Let’s Talk More Trash: The Results from Phase II of a Scalable Trash Capture Study
To address the issue of trash accumulation in waterways and storm drain systems, the California State Water Resources Control Board (SWRCB) adopted what are collectively referred to as “the Trash Amendments”. The City of San Diego has selected to pursue a Track 2 compliance option that involves installation, operation, and maintenance of full-capture devices, multi-benefit projects, and treatment and institutional controls. Before city-wide installation of full-capture devices, the City developed a two-phase pilot study to strategically test potential devices to determine suitability for implementation.
Our presentation at the 2019 CASQA conference highlighted the development of the pilot program, which included the development and results of a device and site selection methodology. The device selection methodology included an evaluation of SWRCB’s list of over 40 approved full-capture devices, which was narrowed down to ten pilot devices based on infrastructure configurations, operations, and needs. The pilot sites were chosen to be representative of the larger application area with standard sizing, configurations, and conditions that allow for uniform data collection and effective comparisons across the pilot study.

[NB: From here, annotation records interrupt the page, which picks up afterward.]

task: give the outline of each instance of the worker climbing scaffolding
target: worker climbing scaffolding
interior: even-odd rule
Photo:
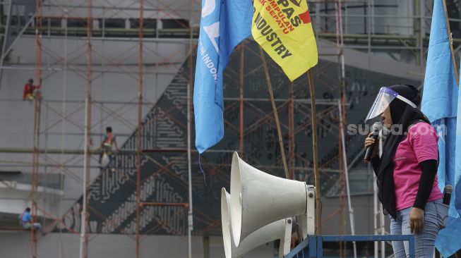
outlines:
[[[100,168],[102,170],[104,168],[109,168],[111,171],[115,171],[114,164],[114,155],[113,147],[115,147],[116,151],[119,150],[115,136],[112,133],[112,128],[108,126],[106,128],[106,135],[104,137],[102,142],[101,142],[101,152],[100,153],[99,164]],[[103,161],[104,165],[103,166]]]
[[[34,80],[29,79],[29,80],[28,80],[28,83],[24,85],[23,100],[34,100],[35,98],[40,98],[40,85],[34,85]]]

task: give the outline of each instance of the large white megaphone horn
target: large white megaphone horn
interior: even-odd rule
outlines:
[[[230,195],[224,188],[221,189],[221,220],[226,258],[242,257],[257,247],[279,239],[279,257],[282,258],[289,252],[293,224],[291,218],[280,219],[259,228],[243,240],[238,247],[236,247],[232,235]]]
[[[236,246],[258,228],[303,215],[303,235],[314,233],[314,188],[259,171],[234,152],[231,168],[231,217]]]

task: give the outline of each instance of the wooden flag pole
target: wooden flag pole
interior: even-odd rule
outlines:
[[[455,51],[453,51],[453,38],[451,37],[451,30],[450,29],[450,20],[448,20],[448,12],[447,11],[447,3],[443,0],[443,9],[445,10],[445,21],[447,25],[447,32],[448,32],[448,40],[450,40],[450,51],[451,52],[451,59],[453,61],[453,68],[455,69],[455,77],[456,77],[456,85],[460,85],[460,75],[457,73],[456,67],[456,60],[455,59]]]
[[[277,133],[279,137],[279,145],[280,145],[280,152],[282,153],[282,161],[283,163],[283,168],[285,171],[285,178],[290,179],[289,173],[288,172],[288,166],[287,166],[287,158],[285,157],[285,150],[283,147],[283,138],[282,137],[282,130],[280,129],[280,121],[279,121],[279,115],[277,111],[277,106],[275,106],[275,100],[274,100],[274,93],[272,91],[272,85],[270,84],[270,78],[269,77],[269,70],[268,69],[268,64],[265,62],[264,57],[264,52],[263,48],[259,47],[259,53],[261,56],[263,61],[263,67],[264,68],[264,73],[265,74],[265,80],[268,82],[268,90],[270,95],[270,102],[272,102],[272,108],[274,111],[274,118],[275,119],[275,125],[277,125]]]
[[[313,79],[311,69],[307,71],[307,78],[311,91],[311,111],[312,113],[312,152],[313,152],[313,176],[316,186],[316,235],[322,234],[322,202],[320,193],[320,174],[318,173],[318,156],[317,155],[317,113]]]

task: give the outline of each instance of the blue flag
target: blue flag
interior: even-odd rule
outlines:
[[[439,136],[437,175],[441,191],[445,185],[456,187],[458,171],[461,169],[461,162],[457,161],[461,161],[461,134],[457,133],[460,136],[456,137],[457,128],[461,129],[461,124],[458,123],[461,121],[457,121],[460,113],[458,87],[445,16],[443,0],[435,0],[421,104],[421,111]],[[447,227],[439,232],[436,240],[437,250],[445,257],[461,248],[461,238],[453,237],[461,230],[461,219],[455,207],[455,192],[453,191],[452,195]],[[461,190],[458,192],[461,193]]]
[[[224,137],[223,71],[232,50],[251,34],[251,0],[202,0],[193,91],[199,154]]]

The presentation proposed for the 2020 CASQA conference will discuss the results of the monitoring program for the ten pilot devices and sites. The presentation will summarize feedback from City operations and maintenance (O&M) staff, and the recommendations for city-wide implementation based on these results. The presentation will also provide lessons learned from device installation and data collection completed during monitoring events.
The Pilot study follow-up presentation will focus on the monitoring program activities completed over the last year. To ensure effective city-wide roll-out of trash capture devices, data was collected on ten trash capture devices comprised of various types and configurations installed in diverse settings to evaluate the overall performance and maintenance level of effort (LOE) for each device. Data were collected during one dry weather and three wet weather events to observe the devices’ performance under various conditions and the associated maintenance for catch basin cleaning. Data metrics included maintenance duration, device condition, and performance metrics such as evidence of bypass and screen clogging, and presence of standing water as caused by the device. Evaluating device performance against these metrics ensures that selected devices meet the City’s key criteria, that the devices prevent trash from the storm drain system, do not require undue LOE to maintain, and do not create or exacerbate flood or vector hazards.
In addition to these data, O&M crew feedback was included in device evaluation to ensure that the selected devices were informed by maintenance-focused considerations. The O&M crew members were asked to identify which devices required excessive labor or equipment to maintain, which factors contributed to the increased LOE, and any potential device adjustments. With an extensive set of performance and maintenance data compiled, a suite of device types was selected for city-wide installation with accompanying site considerations and maintenance frequencies.
The results of the Pilot Study showed that inlet filters, custom combination inlet baskets and removable, L-shaped CPS devices had minimal evidence of bypass, screen clogging, cause of standing water and an overall low maintenance LOE. Additionally, observations of screen clogging, standing water, and rainfall depth helped inform the maintenance frequency for each device type showing that CPS devices, custom combination inlet baskets, and inlet filters require the most, moderate, and least frequent maintenance, respectively.
Overall, the study was grounded in meaningful data to ultimately determine device selection and contribute to a greater certainty of compliance and program success.